Feds: landlord discriminates against African-American tenants
The United States Department of Justice has accused a local landlord of breaking federal housing law in the form of discriminating against African-American tenants.
William I. Cochran III owns or manages more than a dozen residences in Washington.
The DOJ filed a complaint last week, alleging that Cochran, among other things, verbally harassed African-American tenants with racial slurs and epithets, refused to perform or delayed performing maintenance on properties because the tenants are African-American, and threatened African-American tenants who requested maintenance or repairs.
NewsChannel 12 spoke with Cochran Wednesday outside one of the rental properties. He denied the charges, and referred all questions to his lawyer.
"All of the allegations are absurd," Cochran's lawyer, Sonny McLawhorn, said.
McLawhorn said the DOJ hasn't provided any evidence to support the allegations against Cochran.

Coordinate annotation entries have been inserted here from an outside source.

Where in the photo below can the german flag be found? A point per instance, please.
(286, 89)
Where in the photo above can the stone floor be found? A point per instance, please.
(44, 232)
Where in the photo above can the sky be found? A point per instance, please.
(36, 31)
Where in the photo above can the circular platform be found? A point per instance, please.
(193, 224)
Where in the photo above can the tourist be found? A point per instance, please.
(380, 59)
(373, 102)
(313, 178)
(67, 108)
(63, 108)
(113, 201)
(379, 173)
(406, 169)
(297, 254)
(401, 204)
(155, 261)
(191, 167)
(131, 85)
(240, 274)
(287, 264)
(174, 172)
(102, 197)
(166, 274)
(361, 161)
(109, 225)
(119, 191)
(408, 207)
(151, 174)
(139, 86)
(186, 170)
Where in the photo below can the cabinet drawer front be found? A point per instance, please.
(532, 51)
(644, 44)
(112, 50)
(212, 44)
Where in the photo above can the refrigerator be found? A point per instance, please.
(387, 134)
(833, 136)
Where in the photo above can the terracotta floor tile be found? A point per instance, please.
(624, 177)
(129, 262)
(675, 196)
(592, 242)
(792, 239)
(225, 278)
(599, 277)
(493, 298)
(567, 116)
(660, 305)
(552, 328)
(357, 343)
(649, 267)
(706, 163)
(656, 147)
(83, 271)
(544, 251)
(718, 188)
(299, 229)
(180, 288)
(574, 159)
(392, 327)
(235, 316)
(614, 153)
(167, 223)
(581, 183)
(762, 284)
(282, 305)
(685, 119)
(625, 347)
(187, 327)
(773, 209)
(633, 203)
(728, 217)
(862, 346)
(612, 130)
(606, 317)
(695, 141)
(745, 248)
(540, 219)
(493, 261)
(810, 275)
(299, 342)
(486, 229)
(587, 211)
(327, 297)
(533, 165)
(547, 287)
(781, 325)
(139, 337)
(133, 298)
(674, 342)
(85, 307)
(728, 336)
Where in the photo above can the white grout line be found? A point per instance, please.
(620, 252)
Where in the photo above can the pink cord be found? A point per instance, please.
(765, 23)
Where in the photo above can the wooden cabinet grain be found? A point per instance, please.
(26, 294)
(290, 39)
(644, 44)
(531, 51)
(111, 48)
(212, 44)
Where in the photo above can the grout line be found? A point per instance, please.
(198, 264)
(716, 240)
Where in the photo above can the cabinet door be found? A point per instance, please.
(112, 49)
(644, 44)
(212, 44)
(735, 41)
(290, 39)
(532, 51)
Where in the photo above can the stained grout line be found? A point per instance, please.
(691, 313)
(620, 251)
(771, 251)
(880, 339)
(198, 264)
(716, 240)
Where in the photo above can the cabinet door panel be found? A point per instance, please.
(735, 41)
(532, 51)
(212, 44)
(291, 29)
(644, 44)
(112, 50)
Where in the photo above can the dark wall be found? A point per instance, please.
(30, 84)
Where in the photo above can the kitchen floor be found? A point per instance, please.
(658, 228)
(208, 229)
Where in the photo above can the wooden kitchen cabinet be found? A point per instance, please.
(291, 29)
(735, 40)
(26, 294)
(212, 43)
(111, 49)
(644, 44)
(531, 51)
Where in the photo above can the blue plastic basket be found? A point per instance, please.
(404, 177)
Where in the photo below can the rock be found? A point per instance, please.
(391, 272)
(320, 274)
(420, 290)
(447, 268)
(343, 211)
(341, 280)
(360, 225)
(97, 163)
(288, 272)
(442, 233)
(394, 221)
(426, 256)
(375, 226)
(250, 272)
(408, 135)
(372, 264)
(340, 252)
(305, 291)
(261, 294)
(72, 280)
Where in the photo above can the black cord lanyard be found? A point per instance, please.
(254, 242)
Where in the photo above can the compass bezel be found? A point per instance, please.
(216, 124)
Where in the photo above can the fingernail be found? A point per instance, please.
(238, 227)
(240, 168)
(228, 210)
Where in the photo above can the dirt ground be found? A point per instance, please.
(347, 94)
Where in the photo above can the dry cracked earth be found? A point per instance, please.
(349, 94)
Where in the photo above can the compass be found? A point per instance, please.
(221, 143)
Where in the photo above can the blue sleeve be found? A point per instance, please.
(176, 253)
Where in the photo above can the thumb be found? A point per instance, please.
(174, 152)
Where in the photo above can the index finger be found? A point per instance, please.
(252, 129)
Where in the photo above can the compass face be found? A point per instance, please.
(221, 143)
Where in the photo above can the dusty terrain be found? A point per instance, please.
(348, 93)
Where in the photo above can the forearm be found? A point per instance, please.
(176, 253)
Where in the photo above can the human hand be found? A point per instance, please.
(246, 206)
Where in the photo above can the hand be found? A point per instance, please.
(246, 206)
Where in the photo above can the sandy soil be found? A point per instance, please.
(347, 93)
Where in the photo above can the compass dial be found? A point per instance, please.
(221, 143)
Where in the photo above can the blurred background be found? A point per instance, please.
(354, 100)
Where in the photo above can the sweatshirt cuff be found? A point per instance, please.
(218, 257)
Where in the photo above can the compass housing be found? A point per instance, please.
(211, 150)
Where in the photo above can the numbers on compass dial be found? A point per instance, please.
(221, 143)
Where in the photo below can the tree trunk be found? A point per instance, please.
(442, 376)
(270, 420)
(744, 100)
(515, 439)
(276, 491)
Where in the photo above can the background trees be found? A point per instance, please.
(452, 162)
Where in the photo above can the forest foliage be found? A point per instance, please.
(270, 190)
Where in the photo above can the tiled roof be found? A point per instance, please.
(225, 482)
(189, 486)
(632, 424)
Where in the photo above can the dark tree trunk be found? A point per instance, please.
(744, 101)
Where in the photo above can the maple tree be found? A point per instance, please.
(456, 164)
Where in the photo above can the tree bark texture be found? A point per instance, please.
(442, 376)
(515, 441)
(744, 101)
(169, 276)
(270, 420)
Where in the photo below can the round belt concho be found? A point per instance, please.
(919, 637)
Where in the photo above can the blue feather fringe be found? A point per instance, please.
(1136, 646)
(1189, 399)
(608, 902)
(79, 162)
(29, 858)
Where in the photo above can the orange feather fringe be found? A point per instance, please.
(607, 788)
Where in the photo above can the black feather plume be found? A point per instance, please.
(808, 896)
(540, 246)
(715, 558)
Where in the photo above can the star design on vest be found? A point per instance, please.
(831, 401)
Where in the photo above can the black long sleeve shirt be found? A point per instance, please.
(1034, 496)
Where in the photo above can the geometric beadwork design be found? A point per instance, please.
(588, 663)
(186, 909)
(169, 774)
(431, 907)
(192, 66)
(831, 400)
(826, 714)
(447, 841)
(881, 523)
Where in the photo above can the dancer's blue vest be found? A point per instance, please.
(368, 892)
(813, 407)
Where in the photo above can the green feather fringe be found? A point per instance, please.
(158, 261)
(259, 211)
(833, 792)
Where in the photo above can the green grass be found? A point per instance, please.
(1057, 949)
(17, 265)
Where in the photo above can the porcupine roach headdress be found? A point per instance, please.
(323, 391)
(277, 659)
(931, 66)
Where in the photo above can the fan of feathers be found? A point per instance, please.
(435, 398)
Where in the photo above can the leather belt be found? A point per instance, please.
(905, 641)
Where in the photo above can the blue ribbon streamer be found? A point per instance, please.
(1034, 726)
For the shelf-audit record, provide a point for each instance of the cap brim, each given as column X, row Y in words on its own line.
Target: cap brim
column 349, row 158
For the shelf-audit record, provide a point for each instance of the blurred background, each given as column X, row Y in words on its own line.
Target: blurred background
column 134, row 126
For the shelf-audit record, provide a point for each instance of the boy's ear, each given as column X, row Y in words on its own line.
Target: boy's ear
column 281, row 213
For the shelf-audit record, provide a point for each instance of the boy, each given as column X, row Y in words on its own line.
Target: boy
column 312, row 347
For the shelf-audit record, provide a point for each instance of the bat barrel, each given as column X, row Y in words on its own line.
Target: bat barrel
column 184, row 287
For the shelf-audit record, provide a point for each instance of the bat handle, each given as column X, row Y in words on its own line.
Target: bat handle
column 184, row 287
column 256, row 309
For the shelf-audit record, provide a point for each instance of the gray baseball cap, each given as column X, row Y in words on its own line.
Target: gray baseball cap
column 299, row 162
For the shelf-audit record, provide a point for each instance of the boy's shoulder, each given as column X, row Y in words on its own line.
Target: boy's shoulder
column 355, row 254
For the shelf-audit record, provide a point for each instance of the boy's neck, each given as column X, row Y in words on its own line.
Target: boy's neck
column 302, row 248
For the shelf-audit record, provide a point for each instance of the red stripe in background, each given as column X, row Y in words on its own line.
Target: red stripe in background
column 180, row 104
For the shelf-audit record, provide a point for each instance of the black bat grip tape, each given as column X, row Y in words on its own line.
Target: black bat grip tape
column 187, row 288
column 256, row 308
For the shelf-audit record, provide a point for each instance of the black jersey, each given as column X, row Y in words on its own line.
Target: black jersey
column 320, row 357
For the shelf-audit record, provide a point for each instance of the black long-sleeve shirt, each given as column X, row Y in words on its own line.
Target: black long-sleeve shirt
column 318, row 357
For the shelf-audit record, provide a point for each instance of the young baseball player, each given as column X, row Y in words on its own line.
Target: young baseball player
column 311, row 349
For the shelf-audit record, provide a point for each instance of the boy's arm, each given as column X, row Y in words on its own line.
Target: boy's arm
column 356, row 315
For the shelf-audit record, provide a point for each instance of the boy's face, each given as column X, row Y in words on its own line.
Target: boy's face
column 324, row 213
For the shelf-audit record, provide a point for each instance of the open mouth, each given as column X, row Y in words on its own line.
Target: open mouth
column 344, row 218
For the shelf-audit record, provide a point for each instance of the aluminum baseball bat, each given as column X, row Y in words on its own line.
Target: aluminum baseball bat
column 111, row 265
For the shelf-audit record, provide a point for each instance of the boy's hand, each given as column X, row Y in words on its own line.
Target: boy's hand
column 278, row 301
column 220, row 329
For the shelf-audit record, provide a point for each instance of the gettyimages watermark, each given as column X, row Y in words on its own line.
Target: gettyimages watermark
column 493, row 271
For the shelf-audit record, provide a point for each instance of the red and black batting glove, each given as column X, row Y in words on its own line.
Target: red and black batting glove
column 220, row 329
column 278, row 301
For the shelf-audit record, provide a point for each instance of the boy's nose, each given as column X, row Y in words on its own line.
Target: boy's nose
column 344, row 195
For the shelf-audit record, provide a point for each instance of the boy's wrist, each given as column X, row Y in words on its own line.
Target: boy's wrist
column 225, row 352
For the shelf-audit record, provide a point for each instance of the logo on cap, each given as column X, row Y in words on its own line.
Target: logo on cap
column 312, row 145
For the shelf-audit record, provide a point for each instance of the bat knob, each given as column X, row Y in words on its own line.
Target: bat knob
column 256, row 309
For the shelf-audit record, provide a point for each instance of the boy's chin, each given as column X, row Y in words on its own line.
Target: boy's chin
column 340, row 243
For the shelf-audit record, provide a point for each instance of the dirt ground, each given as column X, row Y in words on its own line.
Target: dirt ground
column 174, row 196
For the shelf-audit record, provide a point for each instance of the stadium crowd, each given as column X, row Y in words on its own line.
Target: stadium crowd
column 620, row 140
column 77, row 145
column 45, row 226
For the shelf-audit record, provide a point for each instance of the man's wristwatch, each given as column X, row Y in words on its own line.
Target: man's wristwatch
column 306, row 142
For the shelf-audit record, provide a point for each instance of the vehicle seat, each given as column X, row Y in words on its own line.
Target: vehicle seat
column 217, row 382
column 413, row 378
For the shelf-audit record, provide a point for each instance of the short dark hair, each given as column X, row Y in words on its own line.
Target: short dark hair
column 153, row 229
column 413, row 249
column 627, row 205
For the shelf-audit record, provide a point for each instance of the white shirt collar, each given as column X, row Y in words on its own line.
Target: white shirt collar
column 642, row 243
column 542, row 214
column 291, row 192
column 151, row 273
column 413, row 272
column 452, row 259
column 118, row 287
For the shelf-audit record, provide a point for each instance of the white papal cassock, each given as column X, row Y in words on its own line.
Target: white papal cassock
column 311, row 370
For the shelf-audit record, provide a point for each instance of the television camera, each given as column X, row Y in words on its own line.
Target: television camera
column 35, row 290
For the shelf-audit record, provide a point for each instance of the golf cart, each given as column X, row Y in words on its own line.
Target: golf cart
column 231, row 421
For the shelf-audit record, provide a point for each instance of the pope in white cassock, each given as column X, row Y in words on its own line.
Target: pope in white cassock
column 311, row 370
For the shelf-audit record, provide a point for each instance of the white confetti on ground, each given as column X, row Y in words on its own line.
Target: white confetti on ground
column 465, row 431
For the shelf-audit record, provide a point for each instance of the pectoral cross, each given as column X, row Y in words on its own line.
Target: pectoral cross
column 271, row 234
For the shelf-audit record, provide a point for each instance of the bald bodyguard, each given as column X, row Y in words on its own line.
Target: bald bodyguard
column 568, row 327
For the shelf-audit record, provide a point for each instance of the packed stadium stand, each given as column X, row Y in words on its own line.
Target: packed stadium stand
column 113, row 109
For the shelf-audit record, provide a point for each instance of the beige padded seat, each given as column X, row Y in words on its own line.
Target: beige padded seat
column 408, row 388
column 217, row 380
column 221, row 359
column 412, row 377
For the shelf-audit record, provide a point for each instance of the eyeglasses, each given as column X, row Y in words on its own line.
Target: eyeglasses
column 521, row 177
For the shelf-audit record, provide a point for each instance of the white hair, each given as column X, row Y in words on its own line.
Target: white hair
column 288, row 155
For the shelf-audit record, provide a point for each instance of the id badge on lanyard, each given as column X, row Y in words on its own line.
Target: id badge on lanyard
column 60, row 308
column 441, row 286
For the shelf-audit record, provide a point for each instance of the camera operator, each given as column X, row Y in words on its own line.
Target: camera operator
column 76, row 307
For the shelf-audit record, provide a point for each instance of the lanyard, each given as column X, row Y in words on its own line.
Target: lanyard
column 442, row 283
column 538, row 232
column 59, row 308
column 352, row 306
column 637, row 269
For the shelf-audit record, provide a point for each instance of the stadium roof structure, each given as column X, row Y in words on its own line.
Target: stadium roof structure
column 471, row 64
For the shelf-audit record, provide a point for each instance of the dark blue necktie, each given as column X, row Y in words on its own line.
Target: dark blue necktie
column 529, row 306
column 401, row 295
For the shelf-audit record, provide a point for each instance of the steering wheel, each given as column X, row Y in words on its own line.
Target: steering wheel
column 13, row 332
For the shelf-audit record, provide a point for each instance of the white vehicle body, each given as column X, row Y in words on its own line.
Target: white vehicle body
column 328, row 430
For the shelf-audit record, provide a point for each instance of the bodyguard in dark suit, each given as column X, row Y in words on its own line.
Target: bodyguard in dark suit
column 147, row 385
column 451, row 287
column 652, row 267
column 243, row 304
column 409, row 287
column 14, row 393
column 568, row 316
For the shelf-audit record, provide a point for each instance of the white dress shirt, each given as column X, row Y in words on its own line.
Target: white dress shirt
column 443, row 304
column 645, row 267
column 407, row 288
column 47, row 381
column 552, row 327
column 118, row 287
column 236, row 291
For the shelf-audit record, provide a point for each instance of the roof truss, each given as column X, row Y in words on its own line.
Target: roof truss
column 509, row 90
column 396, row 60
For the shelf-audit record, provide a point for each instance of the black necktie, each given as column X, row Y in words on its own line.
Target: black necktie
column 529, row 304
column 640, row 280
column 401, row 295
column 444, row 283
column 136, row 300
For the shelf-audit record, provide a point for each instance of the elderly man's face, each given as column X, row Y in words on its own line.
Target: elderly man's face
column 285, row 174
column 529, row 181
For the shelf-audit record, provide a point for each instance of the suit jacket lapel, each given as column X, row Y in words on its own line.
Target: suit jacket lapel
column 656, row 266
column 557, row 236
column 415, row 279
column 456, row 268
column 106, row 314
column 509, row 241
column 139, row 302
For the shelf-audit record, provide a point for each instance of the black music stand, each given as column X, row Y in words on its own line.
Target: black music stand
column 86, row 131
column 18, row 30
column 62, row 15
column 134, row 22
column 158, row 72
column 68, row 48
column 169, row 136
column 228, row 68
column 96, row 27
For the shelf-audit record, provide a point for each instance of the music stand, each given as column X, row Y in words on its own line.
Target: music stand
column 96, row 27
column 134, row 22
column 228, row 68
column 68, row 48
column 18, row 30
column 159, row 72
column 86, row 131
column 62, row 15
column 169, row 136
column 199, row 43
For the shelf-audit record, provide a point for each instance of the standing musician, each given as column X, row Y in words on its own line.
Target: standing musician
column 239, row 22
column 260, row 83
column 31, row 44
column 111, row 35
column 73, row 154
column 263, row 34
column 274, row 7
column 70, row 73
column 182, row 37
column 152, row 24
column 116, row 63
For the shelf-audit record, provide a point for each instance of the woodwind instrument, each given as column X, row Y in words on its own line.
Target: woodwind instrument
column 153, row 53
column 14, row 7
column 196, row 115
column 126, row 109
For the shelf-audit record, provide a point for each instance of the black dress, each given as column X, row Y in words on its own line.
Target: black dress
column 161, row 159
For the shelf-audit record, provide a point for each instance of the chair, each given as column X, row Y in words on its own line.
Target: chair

McLawhorn also detailed a previous complaint against Cochran investigated by North Carolina regulators; McLawhorn believes the person behind that complaint also made the tip that sparked the federal investigation.
Documents provided by McLawhorn show the state investigation concluded that Cochran did not engage in discriminatory behavior.
The documents could not be verified by the end of business.
A reporter on Wednesday went to a dozen of the rental properties Cochran either owns or manages.
The tenants had mixed reviews for Cochran.
Some said he's perfectly reasonable and have had no issues.
Others cited delays after submitting maintenance requests.
None of the tenants would speak on camera, out of fear of retaliation.